Now, wars can last for decades with violence ebbing and flowing across a country, damaging health facilities, water and wastewater systems, schools and businesses, and leaving millions living in run-down areas. The ICRC has had to develop a combination of urgent relief and much longer term humanitarian investments.

‘In one place we need to truck in clean water and food. In another place, we need to repair electricity substations and high-voltage power lines, or maintain massive water-purification plants and miles of complicated urban water pipes. We are repairing schools, upgrading prisons and hospitals, and paying for health staff and water authority engineers.’

The World Bank and others were now funding this work in areas where people risked being ‘left behind’.

Millions of people in places like Mali, Somalia, Afghanistan, Myanmar and the Philippines lived the ‘double vulnerability’ of conflict and climate shocks. ‘We cannot just give people things that restore their former lives. We have to work with them to support their efforts at climate mitigation and climate adaptation.’

Slim said humanitarian assistance in armed conflict was learning fast from work in disaster risk reduction, and here the Australian Red Cross and many Asian states were experts.

Another big change was in the way assistance was provided. Western humanitarian action had deeply colonial traits from when it followed imperial power and had been dominated by the idea that ‘we help you’, Slim said.

Now people affected by conflict wanted to take the lead in the humanitarian response and that was an approach championed by the Australian Red Cross.

Finally, Slim said, it was vital to embed humanity in the hearts and minds of warriors and politicians. The Geneva Conventions recognised a state’s right to win in war.
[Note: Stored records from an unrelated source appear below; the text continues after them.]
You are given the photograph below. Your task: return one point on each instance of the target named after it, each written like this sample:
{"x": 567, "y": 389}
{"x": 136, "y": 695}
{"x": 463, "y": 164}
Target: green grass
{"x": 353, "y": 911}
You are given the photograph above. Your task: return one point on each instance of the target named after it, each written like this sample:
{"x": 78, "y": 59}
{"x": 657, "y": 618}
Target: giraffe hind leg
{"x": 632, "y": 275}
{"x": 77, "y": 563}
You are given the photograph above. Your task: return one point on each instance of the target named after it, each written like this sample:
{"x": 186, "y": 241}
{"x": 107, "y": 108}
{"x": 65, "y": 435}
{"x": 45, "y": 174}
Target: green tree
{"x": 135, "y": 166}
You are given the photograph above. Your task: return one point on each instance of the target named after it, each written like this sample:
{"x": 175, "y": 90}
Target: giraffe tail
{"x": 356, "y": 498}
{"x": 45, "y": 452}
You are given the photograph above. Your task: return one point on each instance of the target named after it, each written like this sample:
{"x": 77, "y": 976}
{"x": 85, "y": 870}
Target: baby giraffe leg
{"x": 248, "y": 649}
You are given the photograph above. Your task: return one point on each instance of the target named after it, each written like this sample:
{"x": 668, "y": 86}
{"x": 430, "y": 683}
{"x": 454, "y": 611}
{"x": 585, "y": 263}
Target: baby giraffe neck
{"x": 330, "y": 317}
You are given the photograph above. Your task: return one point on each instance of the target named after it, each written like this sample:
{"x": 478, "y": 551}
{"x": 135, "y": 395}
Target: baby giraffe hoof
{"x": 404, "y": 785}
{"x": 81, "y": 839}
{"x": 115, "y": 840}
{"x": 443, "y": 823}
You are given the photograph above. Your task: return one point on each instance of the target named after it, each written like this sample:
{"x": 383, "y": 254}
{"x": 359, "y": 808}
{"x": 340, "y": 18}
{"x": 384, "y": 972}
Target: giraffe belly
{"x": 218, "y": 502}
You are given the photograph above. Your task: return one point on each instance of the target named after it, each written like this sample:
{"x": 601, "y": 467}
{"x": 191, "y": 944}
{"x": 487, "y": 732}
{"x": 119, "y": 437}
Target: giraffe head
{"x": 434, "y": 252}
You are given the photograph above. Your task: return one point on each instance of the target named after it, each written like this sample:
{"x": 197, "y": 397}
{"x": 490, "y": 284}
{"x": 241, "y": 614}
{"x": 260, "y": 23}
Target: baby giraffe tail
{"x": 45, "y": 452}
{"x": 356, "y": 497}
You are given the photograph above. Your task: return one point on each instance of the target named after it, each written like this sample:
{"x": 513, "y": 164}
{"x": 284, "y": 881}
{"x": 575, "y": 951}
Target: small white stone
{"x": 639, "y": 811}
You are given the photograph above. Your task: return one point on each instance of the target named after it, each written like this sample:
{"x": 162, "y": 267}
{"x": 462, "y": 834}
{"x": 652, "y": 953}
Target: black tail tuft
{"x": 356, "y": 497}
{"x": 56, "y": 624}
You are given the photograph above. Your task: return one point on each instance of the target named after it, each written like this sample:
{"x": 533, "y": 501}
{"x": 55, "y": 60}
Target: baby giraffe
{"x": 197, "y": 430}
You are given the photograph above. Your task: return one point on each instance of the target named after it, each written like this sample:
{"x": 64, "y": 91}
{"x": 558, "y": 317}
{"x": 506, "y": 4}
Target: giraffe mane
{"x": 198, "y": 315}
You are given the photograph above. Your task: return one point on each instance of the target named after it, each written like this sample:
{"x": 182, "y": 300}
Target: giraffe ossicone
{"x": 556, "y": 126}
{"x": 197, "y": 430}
The principle of ‘military necessity’ ran alongside the principle of humanity to guarantee that victory had value alongside compassion.

Australia had a good record of holding both values in recent military engagements, and much of that success turned on the determined cultivation of operational virtues and ethical culture in its armed forces.

Virtue and character were the best generators of judgement, Slim said, and humanity needed to be imbibed and believed as a virtue in war.

This battlefield virtue was painful in that it must be based in a deep double conviction that humanity was right and that winning was right, and the knowledge that those beliefs would not completely overlap.

‘Sometimes it will be infuriating that you could not strike a dangerous enemy because too many civilians would have been hurt in the process’, Slim said. ‘Sometimes it’s painful that you had to strike and many civilians were hurt in the process.’

Politicians and military personnel were asked to make difficult decisions and military culture must be shaped to develop the virtue of humanity as part of warfighting, he said.

‘In this, Australian military training and reflection is some of the best in the world and has informed and improved the ICRC’s own understanding of how to develop the virtue of humanity in military forces.’